The Daguerreotype is a unique photographic image on a solid silver mirror. Both the production processes of the image and its presentation are laborious and intricate. Each silver-coated copper plate must be brought to a high mirror polish and sensitised to light with iodine and bromine. The plate is exposed in camera and developed over heated mercury to reveal the latent image. The emulsionless image sits directly on the surface of the metal sheet and to protect this fragility is sealed behind glass in a leather-covered wooden case.
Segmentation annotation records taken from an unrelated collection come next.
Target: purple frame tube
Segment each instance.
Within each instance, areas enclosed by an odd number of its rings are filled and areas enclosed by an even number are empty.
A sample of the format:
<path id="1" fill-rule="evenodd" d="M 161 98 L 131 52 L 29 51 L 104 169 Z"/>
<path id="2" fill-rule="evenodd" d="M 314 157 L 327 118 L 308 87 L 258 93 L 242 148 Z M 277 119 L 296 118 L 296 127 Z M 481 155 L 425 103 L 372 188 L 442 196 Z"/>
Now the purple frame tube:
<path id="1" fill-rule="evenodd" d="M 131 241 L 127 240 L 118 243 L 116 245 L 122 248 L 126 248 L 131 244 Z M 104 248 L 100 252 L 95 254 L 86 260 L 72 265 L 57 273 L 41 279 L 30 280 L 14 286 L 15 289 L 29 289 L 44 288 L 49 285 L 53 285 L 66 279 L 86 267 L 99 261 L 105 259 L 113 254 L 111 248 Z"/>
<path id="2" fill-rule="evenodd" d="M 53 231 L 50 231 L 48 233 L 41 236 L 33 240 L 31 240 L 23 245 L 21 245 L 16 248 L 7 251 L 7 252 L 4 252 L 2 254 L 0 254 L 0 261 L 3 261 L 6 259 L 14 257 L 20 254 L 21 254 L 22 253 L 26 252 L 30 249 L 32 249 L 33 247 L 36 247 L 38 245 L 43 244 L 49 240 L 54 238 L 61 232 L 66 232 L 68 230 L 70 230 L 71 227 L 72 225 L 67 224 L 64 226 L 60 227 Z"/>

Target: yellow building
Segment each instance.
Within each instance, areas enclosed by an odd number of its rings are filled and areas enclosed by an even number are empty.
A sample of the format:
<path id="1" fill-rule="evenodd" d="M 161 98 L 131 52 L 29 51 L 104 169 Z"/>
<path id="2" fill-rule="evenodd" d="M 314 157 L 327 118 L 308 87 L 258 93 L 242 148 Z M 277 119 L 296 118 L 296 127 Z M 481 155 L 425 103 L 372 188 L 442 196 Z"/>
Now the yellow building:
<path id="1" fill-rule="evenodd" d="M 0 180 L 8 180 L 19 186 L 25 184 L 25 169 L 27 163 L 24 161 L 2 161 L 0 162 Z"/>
Exposed plates must be developed very soon after exposure so Alan has a darkroom trailer he tows behind his car which he brought to the Snapshot Cameras event.

The finished Daguerreotype photographed and printed on the day.

‘I’ve been in the photographic industry all my life,’ says Graham Boswell, managing director of Snapshot Cameras, ‘and this is the first time I have been privileged to see a Daguerreotype plate exposed and developed’.

The ISO of the plate is so low that portrait customers had to be ‘propped-up’ with a sturdy headstand for the long exposures! (Alan took a photo of the park next door rather than subject any of us to the head-stand.)

The piece of memorabilia that fascinated Graham most was a detailed cartoon of people queuing for their photograph and portrait artists hanging themselves because the new-fangled photograph was putting them out of business!

Another customer lent Snapshot Cameras their collection of Dufay colour transparencies and viewer. Graham is a collector of all things photographic and had never seen anything like these when the customer first brought them in to be scanned – they are a colour transparency with silvering on one side.

(Dufaycolor film consisted of a transparent, non-inflammable base on which was printed a very fine transparent colour pattern consisting of alternating blue and green squares and red lines. This pattern was called the ‘réseau‘ and the complete pattern of 3 colours was reproduced 20 to 23 times per mm.

On top of the réseau was a coating of high sensitivity panchromatic emulsion.The film was exposed through the base so that light passed through the colour réseau before reaching the emulsion. In this way the image was broken up into minute areas representing the red, green and blue components of the subject.)